At 20-years-old, the Liverpool starlet has finally started earning regular first-team minutes after a devastating series of injury setbacks the last two years. As a result, he was handed his first senior England caps, and was awarded Man of the Match honors in the scoreless draw against Brazil. This was the second of two clean sheets kept by the Three Lions, against presumptive World Cup favorites Germany and Brazil, no less.

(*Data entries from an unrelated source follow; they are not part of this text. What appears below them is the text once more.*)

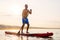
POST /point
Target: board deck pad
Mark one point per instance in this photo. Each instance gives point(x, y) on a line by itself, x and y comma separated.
point(48, 34)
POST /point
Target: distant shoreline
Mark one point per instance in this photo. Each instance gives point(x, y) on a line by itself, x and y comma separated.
point(17, 28)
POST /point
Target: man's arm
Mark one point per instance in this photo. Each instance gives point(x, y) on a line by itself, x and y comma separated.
point(30, 11)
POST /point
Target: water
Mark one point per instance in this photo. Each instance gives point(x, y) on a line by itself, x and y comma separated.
point(56, 35)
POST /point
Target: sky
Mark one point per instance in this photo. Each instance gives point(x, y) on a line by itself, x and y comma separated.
point(45, 13)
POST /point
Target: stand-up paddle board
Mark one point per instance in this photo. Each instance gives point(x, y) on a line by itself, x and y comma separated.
point(48, 34)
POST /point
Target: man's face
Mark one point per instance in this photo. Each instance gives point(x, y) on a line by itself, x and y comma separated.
point(26, 6)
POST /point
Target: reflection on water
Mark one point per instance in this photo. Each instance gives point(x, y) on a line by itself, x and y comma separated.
point(14, 37)
point(56, 35)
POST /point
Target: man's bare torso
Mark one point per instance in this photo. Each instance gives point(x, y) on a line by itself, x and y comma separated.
point(25, 13)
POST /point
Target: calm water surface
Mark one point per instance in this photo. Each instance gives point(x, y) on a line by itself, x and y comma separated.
point(56, 35)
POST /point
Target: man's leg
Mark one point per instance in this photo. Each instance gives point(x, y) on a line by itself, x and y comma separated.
point(27, 28)
point(22, 28)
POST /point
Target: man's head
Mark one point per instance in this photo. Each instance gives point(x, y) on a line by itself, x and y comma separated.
point(26, 6)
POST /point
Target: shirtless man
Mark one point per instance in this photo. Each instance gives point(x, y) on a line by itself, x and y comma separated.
point(25, 14)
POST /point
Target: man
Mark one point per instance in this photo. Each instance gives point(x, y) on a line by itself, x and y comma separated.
point(25, 14)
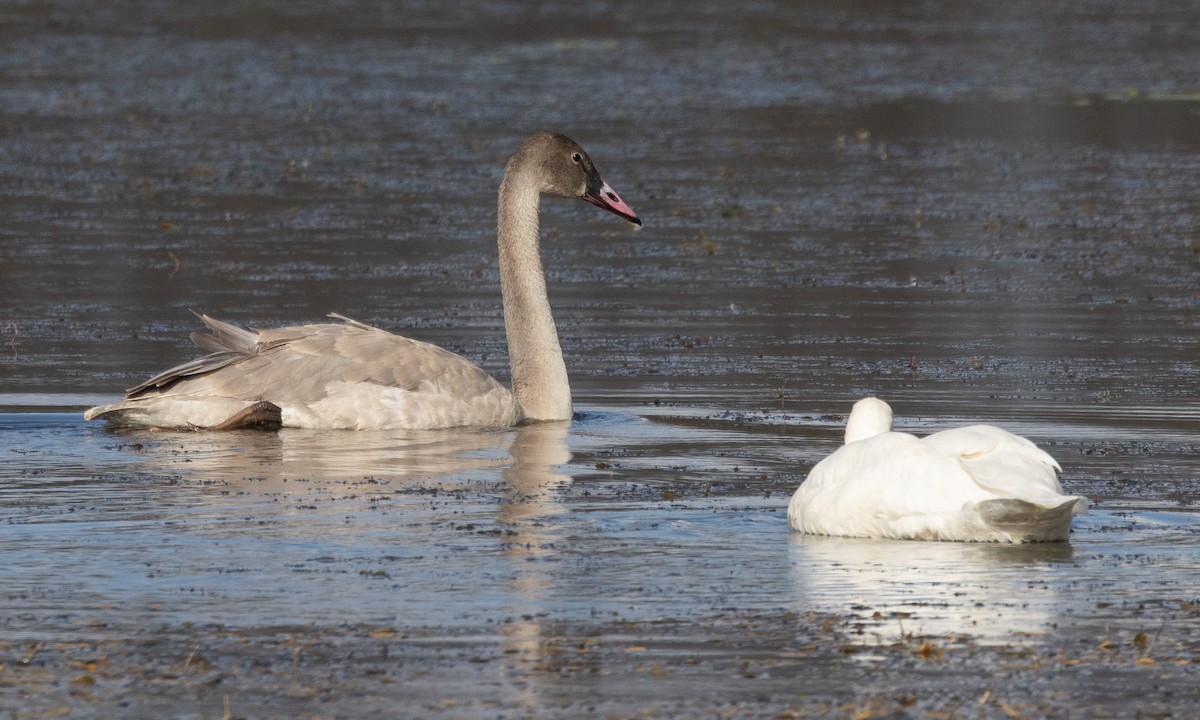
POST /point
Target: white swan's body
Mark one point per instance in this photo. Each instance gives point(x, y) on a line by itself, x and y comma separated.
point(970, 484)
point(354, 376)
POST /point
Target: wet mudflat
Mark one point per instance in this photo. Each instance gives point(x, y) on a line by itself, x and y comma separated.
point(981, 214)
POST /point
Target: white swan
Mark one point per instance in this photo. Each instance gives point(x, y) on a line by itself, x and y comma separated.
point(969, 484)
point(354, 376)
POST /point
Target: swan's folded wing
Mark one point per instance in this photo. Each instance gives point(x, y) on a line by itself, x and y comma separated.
point(1001, 462)
point(322, 375)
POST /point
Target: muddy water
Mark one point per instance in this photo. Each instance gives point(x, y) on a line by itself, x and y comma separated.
point(981, 214)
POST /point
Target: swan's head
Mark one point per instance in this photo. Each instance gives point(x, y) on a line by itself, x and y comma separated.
point(869, 418)
point(564, 169)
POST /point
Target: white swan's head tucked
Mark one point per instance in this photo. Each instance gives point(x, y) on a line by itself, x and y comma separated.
point(869, 418)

Gomez’s hard work—rising through the ranks at Charlton Athletic, signing for Liverpool, recovering from injury, and playing his way back into the starting XI—seems to finally be paying off. (You know, other than the millions of pounds he’s earning for kicking a ball). Now, the former Charlton academy manager, Paul Hart, is reflecting on a big turning point in Gomez’s career: the decision not to leave the Championship club for Chelsea when he was 15-years-old.
“We didn’t want to hold him back, but we explained we thought it would be beneficial to stay longer, learn his trade and try to get in the first team, and then go,” Hart said.
“We had his mum and dad, and his agent along and they listened to what we said, trusted us and bought into it.
“You try not to have favourites, but I was always very impressed with Joe.
"But he wasn’t the finished article and to play as a centre-back, aerially he had to get better."
Gomez stayed at the club for another three years, until Liverpool came and made the swoop for him for £3.5 million in the summer of 2015. In the 2014/15 campaign, Gomez made 24 appearances for Charlton, giving him important first-team minutes in which to develop.
The decision to finally move on came when he found an opportunity in Liverpool to move to a bigger club and have some assurance of regular minutes. And because of our, eh-hem, defensive issues, this seems to be a case where Gomez will be getting a lot more minutes in the foreseeable future.